Toujours à Sundance, on a pu voir de nombreux films étrangers : Attenberg du grec Athina Rachel Tsangari, Troupe d'élite 2 du brésilien Jose Padilha, I Saw the Devil du coréen by Kim Jee-woon, le golden globe du meilleur film en langue étrangère In a Better World, de la danoise Susanne Bier, le magnifique Incendies du québécois Denis Villeneuve, le cannois Kaboom de Gregg Araki, Old Cats des chiliens Pedro Peirano et Sebastian Silva, ou encore Submarine du britannique Richard Ayoade.

"Pendant la programmation de cette édition, nous avons voyagé davantage, fortement renforcé nos relations internationales et amélioré la qualité des films étrangers sélectionnés", affirme John Cooper.

Mais Hollywood n'est jamais très loin, notamment dans les questions de la presse. Denis Villeneuve (Incendies, hors-compétition) y a réagit à sa nomination aux Oscars dans la catégorie meilleur film en langue étrangère : "Ce qui s'est passé pour moi ce matin, ça relève d'un accident de voiture. J'en ai des images, des souvenirs, mais je n'ai aucun recul. Je suis entre deux mondes, je n'arrive pas à y croire". Ludivine Sagnier (The Devil's Double, inspiré de faits réels) assure qu'elle "ne rêve pas de travailler dans une superprodction américaine, même si cela fait certainement partie des expériences à avoir dans la vie". "Mais il n'y a pas qu'Hollywood qui m'intéresse", ajoute-t-elle. "J'ai aussi envie de travailler en Corée, au Mexique, en Chine... L'idée d'être un électron libre me plaît. Je me sens bien dans la diversité, dans la liberté et l'indépendance". Ce que Sundance veut être.

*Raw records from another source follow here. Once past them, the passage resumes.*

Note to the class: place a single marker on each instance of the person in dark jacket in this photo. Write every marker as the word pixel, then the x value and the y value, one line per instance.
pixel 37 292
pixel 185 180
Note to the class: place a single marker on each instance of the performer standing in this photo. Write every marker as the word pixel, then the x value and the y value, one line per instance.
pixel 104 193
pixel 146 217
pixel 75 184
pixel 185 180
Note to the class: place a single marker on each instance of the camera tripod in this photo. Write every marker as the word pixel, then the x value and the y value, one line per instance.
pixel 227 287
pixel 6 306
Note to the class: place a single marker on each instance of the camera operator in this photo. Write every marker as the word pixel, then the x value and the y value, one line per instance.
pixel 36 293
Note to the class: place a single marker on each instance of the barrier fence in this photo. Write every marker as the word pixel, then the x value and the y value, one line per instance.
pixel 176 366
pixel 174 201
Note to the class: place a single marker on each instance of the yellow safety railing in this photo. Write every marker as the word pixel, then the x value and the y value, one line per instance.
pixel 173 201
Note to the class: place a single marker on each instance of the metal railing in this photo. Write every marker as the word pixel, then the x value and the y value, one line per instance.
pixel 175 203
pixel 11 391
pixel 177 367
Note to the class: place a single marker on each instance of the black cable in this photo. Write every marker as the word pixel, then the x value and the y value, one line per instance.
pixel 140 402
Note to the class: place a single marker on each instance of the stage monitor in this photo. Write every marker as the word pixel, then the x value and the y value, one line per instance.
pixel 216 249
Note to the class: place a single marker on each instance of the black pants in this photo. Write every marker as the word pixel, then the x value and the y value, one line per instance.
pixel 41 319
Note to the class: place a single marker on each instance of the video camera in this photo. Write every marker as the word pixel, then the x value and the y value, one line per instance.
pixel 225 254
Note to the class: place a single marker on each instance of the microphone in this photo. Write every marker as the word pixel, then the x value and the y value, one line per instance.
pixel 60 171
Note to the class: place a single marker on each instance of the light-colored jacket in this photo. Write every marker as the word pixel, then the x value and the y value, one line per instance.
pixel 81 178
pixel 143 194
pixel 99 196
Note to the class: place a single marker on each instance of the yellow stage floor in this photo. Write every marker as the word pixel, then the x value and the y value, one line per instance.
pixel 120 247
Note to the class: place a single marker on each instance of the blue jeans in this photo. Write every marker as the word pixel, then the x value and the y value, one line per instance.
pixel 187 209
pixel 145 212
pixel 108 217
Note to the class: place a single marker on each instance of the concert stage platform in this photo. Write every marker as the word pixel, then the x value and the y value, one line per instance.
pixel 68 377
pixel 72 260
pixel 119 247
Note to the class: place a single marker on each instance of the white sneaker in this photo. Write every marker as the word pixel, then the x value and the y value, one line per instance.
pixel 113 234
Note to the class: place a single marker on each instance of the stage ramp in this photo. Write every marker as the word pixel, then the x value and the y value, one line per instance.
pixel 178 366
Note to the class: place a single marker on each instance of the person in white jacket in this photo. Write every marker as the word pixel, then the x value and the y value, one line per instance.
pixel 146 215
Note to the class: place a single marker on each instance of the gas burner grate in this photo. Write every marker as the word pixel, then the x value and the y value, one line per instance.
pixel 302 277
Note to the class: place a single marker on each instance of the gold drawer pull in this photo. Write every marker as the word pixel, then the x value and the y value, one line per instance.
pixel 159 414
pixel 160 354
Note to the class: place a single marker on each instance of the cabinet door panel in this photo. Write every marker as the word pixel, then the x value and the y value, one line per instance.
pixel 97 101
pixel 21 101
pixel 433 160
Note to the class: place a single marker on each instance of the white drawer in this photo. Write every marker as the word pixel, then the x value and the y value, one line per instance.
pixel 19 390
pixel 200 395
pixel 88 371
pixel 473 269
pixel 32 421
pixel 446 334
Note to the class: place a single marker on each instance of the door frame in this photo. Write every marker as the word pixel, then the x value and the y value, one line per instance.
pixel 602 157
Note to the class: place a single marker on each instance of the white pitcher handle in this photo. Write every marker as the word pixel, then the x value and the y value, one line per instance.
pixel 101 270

Le business a pourtant été omniprésent. Les professionnels américains sont en proie au doute avec un box office assez terne, une baisse des entrées, une crise artistique. À Sundance, ils viennent chercher de nouveaux talents, de nouveaux styles. Année après année, les films remarqués au Festival glanent des nominations aux Oscars, séduisent des publics de cinéphiles, révèlent des artistes. Rien que cette année, The Kids are all right et Winter's Bone, deux surprises de Sundance 2010, sont parmi les films qui ont compté en se plaçant dans la plupart des palmarès américains.

La Palmarès de Sundance a donc valeur de critères :

- Grand Prix du Jury - Fiction américaine : Like Crazy de Drake Doremus (en photo)

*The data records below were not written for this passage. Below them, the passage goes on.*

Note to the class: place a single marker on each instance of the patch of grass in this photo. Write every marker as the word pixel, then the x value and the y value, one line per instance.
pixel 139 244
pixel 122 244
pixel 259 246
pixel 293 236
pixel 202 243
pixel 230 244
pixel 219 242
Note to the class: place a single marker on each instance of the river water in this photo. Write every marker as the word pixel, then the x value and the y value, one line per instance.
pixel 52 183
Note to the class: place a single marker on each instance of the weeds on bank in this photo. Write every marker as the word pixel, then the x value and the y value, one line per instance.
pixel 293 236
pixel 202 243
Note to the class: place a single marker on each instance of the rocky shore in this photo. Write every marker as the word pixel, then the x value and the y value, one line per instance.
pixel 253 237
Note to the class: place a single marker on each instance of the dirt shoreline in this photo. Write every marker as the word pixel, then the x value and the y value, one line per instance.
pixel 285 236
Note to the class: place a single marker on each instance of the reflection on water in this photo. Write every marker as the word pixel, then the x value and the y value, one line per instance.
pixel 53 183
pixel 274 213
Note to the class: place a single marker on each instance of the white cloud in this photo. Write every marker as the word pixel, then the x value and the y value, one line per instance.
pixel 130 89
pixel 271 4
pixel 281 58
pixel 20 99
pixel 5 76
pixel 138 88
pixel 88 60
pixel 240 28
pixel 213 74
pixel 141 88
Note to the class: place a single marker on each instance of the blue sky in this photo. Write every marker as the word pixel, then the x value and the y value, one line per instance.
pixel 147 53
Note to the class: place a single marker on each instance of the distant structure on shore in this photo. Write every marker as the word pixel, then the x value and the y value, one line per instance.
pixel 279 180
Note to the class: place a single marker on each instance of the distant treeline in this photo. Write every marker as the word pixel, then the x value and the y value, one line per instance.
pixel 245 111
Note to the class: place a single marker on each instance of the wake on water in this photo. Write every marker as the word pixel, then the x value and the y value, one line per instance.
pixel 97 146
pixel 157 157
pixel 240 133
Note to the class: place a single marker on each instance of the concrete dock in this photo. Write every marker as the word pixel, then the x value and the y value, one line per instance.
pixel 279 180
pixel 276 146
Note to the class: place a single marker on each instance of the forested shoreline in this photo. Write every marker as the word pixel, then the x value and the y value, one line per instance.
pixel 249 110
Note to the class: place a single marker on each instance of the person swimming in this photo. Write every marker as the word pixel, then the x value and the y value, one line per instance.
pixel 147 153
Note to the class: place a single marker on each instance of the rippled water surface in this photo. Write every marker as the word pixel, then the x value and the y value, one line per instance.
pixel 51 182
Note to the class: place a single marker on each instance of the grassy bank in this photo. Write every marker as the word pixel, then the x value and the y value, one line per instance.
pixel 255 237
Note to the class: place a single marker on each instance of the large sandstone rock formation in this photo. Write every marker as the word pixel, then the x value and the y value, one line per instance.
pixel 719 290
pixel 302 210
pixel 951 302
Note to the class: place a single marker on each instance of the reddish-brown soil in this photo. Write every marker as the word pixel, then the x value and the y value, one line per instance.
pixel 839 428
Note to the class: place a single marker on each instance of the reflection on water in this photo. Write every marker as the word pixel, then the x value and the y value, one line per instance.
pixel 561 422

- Grand Prix du Jury - Documentaire américain : How to die in Oregon de Peter Richardson

- Grand Prix du Jury - Fiction étrangère : Happy, happy de Anne Sewitsky (Norvège)

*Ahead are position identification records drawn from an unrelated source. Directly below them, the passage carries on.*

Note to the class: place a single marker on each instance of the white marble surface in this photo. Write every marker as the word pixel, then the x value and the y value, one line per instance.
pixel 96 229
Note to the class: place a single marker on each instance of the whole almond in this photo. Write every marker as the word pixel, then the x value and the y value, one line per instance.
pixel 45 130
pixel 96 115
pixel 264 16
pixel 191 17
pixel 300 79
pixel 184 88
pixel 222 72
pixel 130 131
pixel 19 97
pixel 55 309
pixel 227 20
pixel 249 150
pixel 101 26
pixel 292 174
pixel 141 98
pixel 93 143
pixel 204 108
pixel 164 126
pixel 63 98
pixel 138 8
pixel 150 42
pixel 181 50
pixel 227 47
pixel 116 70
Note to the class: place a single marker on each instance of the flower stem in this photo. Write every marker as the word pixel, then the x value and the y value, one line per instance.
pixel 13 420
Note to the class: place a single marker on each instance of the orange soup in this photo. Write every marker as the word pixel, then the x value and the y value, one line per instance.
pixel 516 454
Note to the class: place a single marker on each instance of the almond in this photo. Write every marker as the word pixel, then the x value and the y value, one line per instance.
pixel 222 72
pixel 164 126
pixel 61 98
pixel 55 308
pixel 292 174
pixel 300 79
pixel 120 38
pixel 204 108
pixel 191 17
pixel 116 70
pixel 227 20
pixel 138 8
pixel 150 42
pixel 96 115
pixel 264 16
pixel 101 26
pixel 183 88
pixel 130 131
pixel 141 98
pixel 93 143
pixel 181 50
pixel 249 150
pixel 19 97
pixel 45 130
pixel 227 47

- Grand Prix du Jury - Documentaire étranger : Hell and back again de Danfung Dennis (USA-Grande-Bretagne)

- Prix Spécial du Jury - Fiction américaine : Another earth de Mike Cahill

- Prix spécial du Jury - Fiction étrangère : Tyrannosaur de Paddy Considine (Grande-Bretagne)

- Prix Spécial du Jury - Documentaire américain : Being Elmo: A Puppeteer’s Journey, de Constance Marks

- Prix Spécial du Jury - Documentaire étranger : Position among the stars de Leonard Retel Helmrich (Pays-Bas)

Like Crazy est l'histoire d'un amour fou entre un Américain et une Britannique, rudement mis à l'épreuve par la distance. How to die in Oregon est un plaidoyer en faveur de l'euthanasie et suit les pas de plusieurs malades en phase terminale ayant décidé de mettre fin à leurs jours dans l'Etat d'Oregon, où la loi les y autorise. Happy, Happy raconte la renaissance sexuelle d'une femme au foyer dans les bras de son voisin. Hell and back again retrace le difficile retour au foyer d'un Marine de 25 ans, Nathan Harris, grièvement blessé au combat en Afghanistan.

D'autres prix ont été remis avec le prix de la meilleure photographie pour une fiction étrangère remis au film colombien Todos tus muertos, les Prix du public pour le documentaire britannique Senna de Asif Kapadia, le film américano-rwandais Kinyarwanda d'Alrick Brown, le documentaire américain Buck de Cindy Meehl et la fiction américaine Circumstance de Maryam Keshavarz. Enfin l'Américaine Erica Dunton et son film To.get.her repartent avec le prix Next, destiné à récompenser un film à tout petit budget.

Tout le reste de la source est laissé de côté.